Mathematical sampling is a very strong tool to gain a solid representational understanding of a large set of documents. (This is not to be confused with Predictive Coding which will be covered in a future Blog). While it sounds advanced and can be difficult to deploy correctly, it can easily assist users in understanding what documents are in a database by providing a broad overview of the contents. Cavo eD has created a sampling process that can be executed on an iterative basis with no training at any point during the eDiscovery process. It is another form of analytics that can be used by a Case Administrator to understand how best to proceed in setting up a review strategy, determine tagging protocols and informing senior counsel about some of the broad concepts in the data corpus.
Sampling can be used to test the waters in a variety of other ways as well.

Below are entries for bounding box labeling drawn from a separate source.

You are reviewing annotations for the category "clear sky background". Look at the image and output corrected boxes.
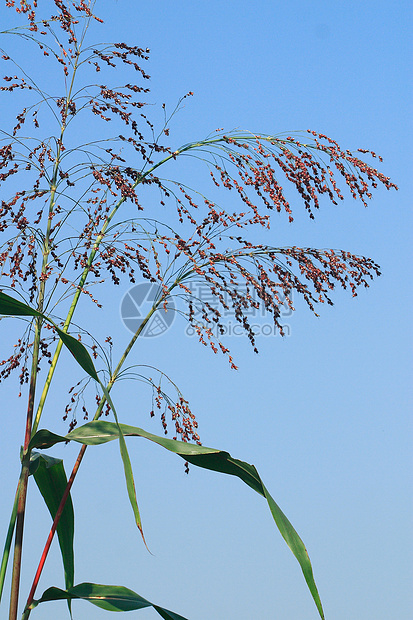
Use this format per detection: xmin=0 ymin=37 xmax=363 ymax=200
xmin=0 ymin=0 xmax=413 ymax=620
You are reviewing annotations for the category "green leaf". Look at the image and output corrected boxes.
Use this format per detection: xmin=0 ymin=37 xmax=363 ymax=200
xmin=30 ymin=452 xmax=75 ymax=588
xmin=99 ymin=382 xmax=149 ymax=551
xmin=30 ymin=583 xmax=186 ymax=620
xmin=32 ymin=420 xmax=324 ymax=619
xmin=0 ymin=292 xmax=99 ymax=381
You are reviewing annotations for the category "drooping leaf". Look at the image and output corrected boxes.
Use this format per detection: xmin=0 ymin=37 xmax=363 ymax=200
xmin=30 ymin=452 xmax=75 ymax=588
xmin=32 ymin=420 xmax=324 ymax=619
xmin=99 ymin=382 xmax=149 ymax=551
xmin=0 ymin=292 xmax=99 ymax=381
xmin=30 ymin=583 xmax=186 ymax=620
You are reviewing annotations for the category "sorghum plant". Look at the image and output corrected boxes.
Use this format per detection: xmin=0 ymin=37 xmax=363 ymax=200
xmin=0 ymin=0 xmax=396 ymax=620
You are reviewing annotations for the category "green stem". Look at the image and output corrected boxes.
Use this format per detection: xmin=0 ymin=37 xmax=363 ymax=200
xmin=9 ymin=46 xmax=84 ymax=620
xmin=22 ymin=281 xmax=172 ymax=620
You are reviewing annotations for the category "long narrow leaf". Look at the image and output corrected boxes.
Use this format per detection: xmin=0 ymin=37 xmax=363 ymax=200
xmin=30 ymin=583 xmax=186 ymax=620
xmin=30 ymin=452 xmax=75 ymax=589
xmin=31 ymin=420 xmax=324 ymax=619
xmin=0 ymin=292 xmax=99 ymax=381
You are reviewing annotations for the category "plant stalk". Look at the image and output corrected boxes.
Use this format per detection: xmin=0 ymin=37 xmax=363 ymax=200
xmin=21 ymin=294 xmax=169 ymax=620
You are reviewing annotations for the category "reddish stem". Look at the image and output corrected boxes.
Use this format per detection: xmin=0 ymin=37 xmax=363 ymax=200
xmin=26 ymin=444 xmax=87 ymax=617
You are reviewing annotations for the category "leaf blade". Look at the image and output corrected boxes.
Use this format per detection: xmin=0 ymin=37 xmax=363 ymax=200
xmin=30 ymin=582 xmax=187 ymax=620
xmin=30 ymin=452 xmax=75 ymax=588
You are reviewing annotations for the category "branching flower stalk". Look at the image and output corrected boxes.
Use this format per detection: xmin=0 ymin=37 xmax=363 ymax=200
xmin=0 ymin=0 xmax=397 ymax=620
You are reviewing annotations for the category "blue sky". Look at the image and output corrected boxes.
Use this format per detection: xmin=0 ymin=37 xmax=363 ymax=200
xmin=0 ymin=0 xmax=413 ymax=620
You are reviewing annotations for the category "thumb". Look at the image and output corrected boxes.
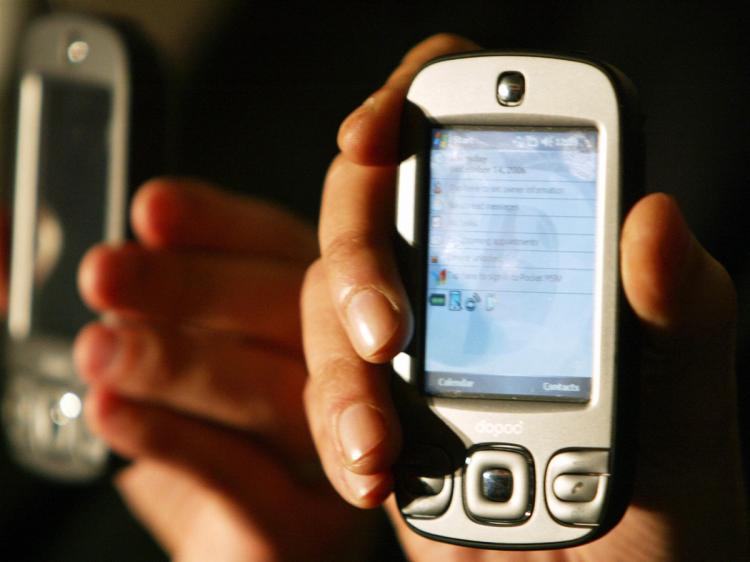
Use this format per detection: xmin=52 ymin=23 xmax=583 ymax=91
xmin=621 ymin=193 xmax=736 ymax=336
xmin=621 ymin=194 xmax=744 ymax=559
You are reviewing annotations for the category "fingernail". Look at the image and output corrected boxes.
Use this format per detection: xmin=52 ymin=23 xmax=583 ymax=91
xmin=344 ymin=469 xmax=383 ymax=500
xmin=346 ymin=289 xmax=399 ymax=358
xmin=338 ymin=403 xmax=388 ymax=464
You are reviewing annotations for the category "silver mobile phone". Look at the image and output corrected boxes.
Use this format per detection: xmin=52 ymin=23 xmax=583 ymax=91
xmin=394 ymin=52 xmax=640 ymax=549
xmin=3 ymin=15 xmax=130 ymax=481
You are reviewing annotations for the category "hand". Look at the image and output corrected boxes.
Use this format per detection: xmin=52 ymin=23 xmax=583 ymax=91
xmin=302 ymin=35 xmax=747 ymax=561
xmin=74 ymin=179 xmax=371 ymax=561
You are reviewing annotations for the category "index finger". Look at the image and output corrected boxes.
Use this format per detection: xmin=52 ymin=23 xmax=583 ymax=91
xmin=319 ymin=34 xmax=477 ymax=363
xmin=338 ymin=33 xmax=479 ymax=166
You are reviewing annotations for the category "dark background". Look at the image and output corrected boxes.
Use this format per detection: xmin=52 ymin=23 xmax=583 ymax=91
xmin=0 ymin=1 xmax=750 ymax=561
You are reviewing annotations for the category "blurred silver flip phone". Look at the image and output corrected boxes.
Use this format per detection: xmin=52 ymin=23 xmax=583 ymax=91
xmin=3 ymin=15 xmax=130 ymax=481
xmin=394 ymin=52 xmax=640 ymax=549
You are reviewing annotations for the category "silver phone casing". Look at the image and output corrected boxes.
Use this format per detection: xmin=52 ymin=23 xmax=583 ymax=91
xmin=393 ymin=54 xmax=621 ymax=549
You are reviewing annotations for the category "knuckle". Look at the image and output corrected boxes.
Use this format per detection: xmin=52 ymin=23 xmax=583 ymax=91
xmin=322 ymin=230 xmax=378 ymax=268
xmin=305 ymin=355 xmax=363 ymax=410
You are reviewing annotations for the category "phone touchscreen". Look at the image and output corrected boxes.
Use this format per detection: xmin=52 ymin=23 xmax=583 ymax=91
xmin=424 ymin=127 xmax=598 ymax=402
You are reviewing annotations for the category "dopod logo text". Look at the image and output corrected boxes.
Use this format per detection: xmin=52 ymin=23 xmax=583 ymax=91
xmin=475 ymin=420 xmax=523 ymax=437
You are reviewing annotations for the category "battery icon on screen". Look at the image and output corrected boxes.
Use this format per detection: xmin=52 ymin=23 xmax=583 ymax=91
xmin=430 ymin=293 xmax=445 ymax=306
xmin=448 ymin=291 xmax=462 ymax=310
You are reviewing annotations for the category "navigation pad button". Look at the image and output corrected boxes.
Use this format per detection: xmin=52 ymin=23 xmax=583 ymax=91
xmin=463 ymin=445 xmax=534 ymax=524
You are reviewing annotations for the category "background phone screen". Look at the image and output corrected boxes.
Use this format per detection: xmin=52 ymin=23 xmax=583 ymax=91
xmin=425 ymin=127 xmax=597 ymax=402
xmin=32 ymin=77 xmax=111 ymax=337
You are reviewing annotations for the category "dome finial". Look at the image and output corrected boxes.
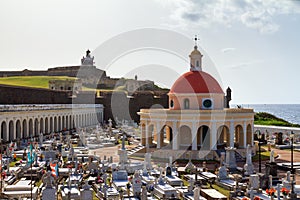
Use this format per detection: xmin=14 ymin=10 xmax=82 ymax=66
xmin=194 ymin=35 xmax=199 ymax=49
xmin=190 ymin=35 xmax=202 ymax=71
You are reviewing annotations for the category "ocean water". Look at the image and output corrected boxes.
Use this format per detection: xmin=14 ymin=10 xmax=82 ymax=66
xmin=231 ymin=104 xmax=300 ymax=124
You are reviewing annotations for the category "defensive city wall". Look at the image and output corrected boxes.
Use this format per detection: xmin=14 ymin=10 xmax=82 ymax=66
xmin=0 ymin=85 xmax=168 ymax=122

In preprocessing, sampling can be used to determine that document collecting for the database has been thorough and relevant. Sampling can be used to whittle down the corpus by a process of search, sample, analyze, and assign. Additionally, sampling can test the search parameters proposed by each party in the Meet and Confer process in the case to drive the thorough collection and review procedures. It is a tool that Cavo eD allows users to deploy at any point in the eDiscovery process to assist in understanding the document corpus.
How does Sampling Help?
One of the greatest uses of statistics and sampling is to generalize from knowledge of sample data to (very likely accurate) knowledge of a larger population. It allows you to gain a quick understanding of what your document corpus contains. It is not a complete picture, but a representative idea that can be used to determine a methodology for document review. Using a built in Sampling Generator assures you that the results are consistently determined regardless of who is doing the work.

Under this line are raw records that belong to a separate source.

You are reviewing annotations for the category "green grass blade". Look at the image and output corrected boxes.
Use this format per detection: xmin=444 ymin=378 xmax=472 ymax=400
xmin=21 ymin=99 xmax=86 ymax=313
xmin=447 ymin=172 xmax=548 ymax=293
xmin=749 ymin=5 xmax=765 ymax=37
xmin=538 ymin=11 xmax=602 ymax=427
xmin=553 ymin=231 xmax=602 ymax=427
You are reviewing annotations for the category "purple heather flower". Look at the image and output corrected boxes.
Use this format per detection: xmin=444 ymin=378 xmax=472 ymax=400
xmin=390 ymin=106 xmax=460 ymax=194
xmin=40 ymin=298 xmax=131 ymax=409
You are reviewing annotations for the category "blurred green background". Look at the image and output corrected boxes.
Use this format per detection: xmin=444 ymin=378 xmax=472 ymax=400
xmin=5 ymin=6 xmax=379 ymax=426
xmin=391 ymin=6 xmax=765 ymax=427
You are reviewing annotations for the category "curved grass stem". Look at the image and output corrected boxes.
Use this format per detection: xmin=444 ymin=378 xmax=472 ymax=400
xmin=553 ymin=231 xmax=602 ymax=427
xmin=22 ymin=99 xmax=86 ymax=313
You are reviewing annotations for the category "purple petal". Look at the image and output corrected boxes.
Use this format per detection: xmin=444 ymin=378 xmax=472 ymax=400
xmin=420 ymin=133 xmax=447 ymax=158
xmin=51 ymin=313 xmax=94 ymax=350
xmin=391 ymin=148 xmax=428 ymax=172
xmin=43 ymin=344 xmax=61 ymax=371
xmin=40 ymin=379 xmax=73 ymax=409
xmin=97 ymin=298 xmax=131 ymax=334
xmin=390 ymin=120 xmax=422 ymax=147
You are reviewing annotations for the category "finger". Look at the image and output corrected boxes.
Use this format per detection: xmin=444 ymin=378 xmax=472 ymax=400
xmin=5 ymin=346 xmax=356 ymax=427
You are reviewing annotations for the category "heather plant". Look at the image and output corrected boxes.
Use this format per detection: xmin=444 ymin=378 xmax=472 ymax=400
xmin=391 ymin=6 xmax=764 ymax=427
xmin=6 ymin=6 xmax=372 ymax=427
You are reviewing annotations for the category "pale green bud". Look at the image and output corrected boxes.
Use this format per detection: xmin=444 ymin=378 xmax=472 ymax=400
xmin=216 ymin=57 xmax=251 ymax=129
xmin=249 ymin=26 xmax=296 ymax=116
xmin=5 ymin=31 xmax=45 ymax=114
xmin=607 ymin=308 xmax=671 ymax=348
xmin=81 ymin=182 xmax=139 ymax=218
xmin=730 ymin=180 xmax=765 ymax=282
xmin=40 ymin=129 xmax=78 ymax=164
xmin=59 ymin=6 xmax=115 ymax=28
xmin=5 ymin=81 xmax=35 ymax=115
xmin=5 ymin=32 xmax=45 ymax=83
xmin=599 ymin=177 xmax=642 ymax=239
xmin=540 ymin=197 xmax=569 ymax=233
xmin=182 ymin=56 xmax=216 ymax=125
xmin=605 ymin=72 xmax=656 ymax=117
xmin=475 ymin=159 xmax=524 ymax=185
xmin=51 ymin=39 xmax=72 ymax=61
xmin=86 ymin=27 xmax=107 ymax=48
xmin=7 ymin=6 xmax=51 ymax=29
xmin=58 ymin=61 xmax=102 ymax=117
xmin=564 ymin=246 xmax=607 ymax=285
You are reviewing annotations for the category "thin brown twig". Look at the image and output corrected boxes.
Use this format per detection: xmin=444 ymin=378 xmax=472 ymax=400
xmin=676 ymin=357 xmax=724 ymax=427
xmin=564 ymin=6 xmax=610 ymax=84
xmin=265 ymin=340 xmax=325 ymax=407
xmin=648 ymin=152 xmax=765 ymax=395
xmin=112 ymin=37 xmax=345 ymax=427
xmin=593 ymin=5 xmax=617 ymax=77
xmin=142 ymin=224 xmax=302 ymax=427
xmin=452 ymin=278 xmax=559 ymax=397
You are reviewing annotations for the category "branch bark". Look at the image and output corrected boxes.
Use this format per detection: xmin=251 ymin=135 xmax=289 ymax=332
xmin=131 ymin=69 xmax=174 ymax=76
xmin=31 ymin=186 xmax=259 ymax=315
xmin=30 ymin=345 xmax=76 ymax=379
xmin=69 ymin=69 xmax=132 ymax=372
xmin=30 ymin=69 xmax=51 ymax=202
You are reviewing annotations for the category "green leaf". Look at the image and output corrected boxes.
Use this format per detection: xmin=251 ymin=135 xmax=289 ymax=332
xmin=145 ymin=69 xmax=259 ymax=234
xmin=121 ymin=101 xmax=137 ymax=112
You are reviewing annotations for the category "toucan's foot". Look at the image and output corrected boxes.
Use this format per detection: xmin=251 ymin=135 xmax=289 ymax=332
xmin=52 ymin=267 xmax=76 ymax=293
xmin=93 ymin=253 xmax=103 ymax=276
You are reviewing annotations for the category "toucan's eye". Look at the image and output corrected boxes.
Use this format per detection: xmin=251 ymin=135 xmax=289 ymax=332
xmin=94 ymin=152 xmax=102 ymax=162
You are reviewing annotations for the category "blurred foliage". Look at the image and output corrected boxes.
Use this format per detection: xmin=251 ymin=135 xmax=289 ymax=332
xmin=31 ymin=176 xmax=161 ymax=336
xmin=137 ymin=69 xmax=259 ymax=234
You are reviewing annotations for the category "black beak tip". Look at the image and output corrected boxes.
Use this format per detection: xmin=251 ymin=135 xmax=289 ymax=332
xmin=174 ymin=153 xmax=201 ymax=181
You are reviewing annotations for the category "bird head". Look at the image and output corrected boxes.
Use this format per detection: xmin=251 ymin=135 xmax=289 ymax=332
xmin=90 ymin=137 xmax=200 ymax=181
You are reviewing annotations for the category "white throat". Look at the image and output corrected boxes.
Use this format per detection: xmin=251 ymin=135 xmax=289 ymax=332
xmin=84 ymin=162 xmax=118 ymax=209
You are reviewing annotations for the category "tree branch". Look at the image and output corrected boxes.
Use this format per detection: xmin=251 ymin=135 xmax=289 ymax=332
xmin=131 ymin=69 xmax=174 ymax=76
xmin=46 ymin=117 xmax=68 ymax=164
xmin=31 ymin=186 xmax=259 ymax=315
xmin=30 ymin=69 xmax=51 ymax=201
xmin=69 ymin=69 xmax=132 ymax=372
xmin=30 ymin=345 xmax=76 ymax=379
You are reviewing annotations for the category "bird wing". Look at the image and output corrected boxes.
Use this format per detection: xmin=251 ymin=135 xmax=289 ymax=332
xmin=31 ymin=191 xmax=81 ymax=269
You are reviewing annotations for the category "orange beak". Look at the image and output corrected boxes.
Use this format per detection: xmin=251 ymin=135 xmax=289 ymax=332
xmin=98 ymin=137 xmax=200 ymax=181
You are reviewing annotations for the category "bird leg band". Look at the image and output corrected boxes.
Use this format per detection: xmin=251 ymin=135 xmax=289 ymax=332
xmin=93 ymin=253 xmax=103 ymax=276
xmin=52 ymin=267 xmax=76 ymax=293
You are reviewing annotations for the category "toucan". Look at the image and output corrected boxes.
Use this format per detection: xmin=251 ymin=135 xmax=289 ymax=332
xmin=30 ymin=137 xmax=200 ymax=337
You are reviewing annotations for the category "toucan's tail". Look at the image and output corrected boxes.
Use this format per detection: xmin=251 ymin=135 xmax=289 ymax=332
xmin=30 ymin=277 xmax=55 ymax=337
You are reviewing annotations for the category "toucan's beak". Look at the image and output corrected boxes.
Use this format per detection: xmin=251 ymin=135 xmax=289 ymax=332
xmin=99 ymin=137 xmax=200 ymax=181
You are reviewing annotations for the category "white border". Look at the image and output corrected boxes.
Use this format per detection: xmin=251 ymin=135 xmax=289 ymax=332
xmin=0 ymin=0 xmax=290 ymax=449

The randomizer built in to Cavo eD allows you to select documents according to conditions that you set and control, with each document in the population having an equal likelihood of being chosen as part of the sample. The Sampling Generator allows the user to control three key measures:
- Margin of Error
- Confidence Level
- Probability distribution
A Practical Application of Sampling
The use of sampling that I am going to discuss today is how to take a mathematical sampling of documents and email messages to help develop accurate Tag Profiles and Rules so that a review can proceed quickly and efficiently. Taking the time to do this type of analysis and review a sample set of documents will reduce the number of rules changes that need to be made once the review has started.

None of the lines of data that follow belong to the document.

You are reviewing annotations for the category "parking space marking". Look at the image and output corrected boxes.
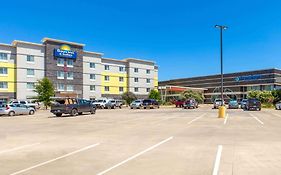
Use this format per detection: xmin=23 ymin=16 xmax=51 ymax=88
xmin=97 ymin=136 xmax=174 ymax=175
xmin=250 ymin=114 xmax=264 ymax=125
xmin=0 ymin=143 xmax=40 ymax=154
xmin=187 ymin=113 xmax=206 ymax=125
xmin=223 ymin=114 xmax=228 ymax=125
xmin=10 ymin=143 xmax=100 ymax=175
xmin=213 ymin=145 xmax=222 ymax=175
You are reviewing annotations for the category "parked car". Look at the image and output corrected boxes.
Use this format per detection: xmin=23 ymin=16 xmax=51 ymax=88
xmin=142 ymin=99 xmax=159 ymax=109
xmin=183 ymin=99 xmax=198 ymax=109
xmin=130 ymin=100 xmax=143 ymax=109
xmin=175 ymin=100 xmax=184 ymax=108
xmin=228 ymin=100 xmax=239 ymax=109
xmin=93 ymin=99 xmax=109 ymax=109
xmin=10 ymin=100 xmax=40 ymax=110
xmin=275 ymin=101 xmax=281 ymax=110
xmin=104 ymin=99 xmax=117 ymax=109
xmin=51 ymin=98 xmax=96 ymax=117
xmin=214 ymin=99 xmax=224 ymax=109
xmin=0 ymin=104 xmax=35 ymax=116
xmin=245 ymin=98 xmax=261 ymax=111
xmin=241 ymin=99 xmax=248 ymax=109
xmin=115 ymin=100 xmax=124 ymax=109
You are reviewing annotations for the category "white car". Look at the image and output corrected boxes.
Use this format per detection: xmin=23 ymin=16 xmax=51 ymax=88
xmin=275 ymin=101 xmax=281 ymax=110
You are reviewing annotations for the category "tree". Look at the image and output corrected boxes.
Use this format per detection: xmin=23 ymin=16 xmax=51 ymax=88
xmin=148 ymin=89 xmax=161 ymax=101
xmin=34 ymin=77 xmax=55 ymax=109
xmin=122 ymin=92 xmax=137 ymax=104
xmin=182 ymin=90 xmax=205 ymax=103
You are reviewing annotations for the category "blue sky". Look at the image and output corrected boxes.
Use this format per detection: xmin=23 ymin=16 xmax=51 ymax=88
xmin=0 ymin=0 xmax=281 ymax=80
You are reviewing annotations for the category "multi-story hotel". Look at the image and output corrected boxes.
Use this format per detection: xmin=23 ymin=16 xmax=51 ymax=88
xmin=0 ymin=38 xmax=158 ymax=100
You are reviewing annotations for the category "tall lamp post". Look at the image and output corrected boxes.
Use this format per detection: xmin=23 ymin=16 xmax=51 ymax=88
xmin=215 ymin=25 xmax=228 ymax=118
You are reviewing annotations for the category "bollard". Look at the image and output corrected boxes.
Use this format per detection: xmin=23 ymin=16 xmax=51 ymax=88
xmin=219 ymin=106 xmax=226 ymax=118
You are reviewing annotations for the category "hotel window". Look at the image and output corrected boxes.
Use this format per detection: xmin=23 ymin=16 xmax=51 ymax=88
xmin=66 ymin=59 xmax=73 ymax=67
xmin=57 ymin=58 xmax=64 ymax=66
xmin=104 ymin=86 xmax=109 ymax=92
xmin=104 ymin=75 xmax=109 ymax=81
xmin=119 ymin=87 xmax=124 ymax=92
xmin=26 ymin=55 xmax=34 ymax=63
xmin=57 ymin=84 xmax=64 ymax=91
xmin=0 ymin=81 xmax=8 ymax=89
xmin=0 ymin=53 xmax=8 ymax=61
xmin=119 ymin=77 xmax=124 ymax=82
xmin=66 ymin=85 xmax=74 ymax=91
xmin=134 ymin=88 xmax=139 ymax=92
xmin=26 ymin=69 xmax=35 ymax=77
xmin=26 ymin=82 xmax=35 ymax=90
xmin=134 ymin=78 xmax=139 ymax=83
xmin=119 ymin=66 xmax=125 ymax=72
xmin=0 ymin=67 xmax=8 ymax=76
xmin=57 ymin=71 xmax=64 ymax=80
xmin=90 ymin=85 xmax=96 ymax=91
xmin=90 ymin=63 xmax=96 ymax=69
xmin=104 ymin=65 xmax=109 ymax=70
xmin=146 ymin=79 xmax=150 ymax=83
xmin=66 ymin=72 xmax=73 ymax=80
xmin=90 ymin=74 xmax=96 ymax=80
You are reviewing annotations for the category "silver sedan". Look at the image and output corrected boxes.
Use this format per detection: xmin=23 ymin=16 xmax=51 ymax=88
xmin=0 ymin=104 xmax=35 ymax=116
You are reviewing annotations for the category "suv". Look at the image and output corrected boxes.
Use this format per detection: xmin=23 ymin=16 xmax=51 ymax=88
xmin=183 ymin=99 xmax=198 ymax=109
xmin=245 ymin=98 xmax=261 ymax=111
xmin=10 ymin=100 xmax=39 ymax=110
xmin=214 ymin=99 xmax=224 ymax=109
xmin=51 ymin=98 xmax=96 ymax=117
xmin=142 ymin=99 xmax=159 ymax=109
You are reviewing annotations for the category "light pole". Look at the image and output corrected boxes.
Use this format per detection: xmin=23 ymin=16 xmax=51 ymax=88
xmin=215 ymin=25 xmax=228 ymax=106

To sample the entire database or subsection of the database, you either select a review set or other collection of documents in the Case Navigator (they could be the entire corpus or the result of a specific search.) From the Reviewer module on the Ribbon Bar, Click on Current Results and then Take Sample from the dropdown menu.In the Take Sample panel. You will note that we have set the defaults for the most common sampling formulas that provide a good cross section of data, these can be adjusted on the fly.
- Margin of error defaults to 5%:
- The Confidence level defaults to 95%,
- Probability distribution defaults to 50%.
- The system then calculates the minimum sample that you should select in the Recommended Section based on the overall size of the collection that you are sampling and places that number in the Enter a Sample Size. This can be overriden based on the conditions required by the user.
- Click Take a Sample. The results display in a Document Grid.
- Examining this sample document set will give you an excellent cross-section of likely documents in the larger population. Reviewing the sample will allow you to create Tag Profiles and Rules that are relevant to this particular case, based on ideas, themes and concepts that you determine are important from the sample.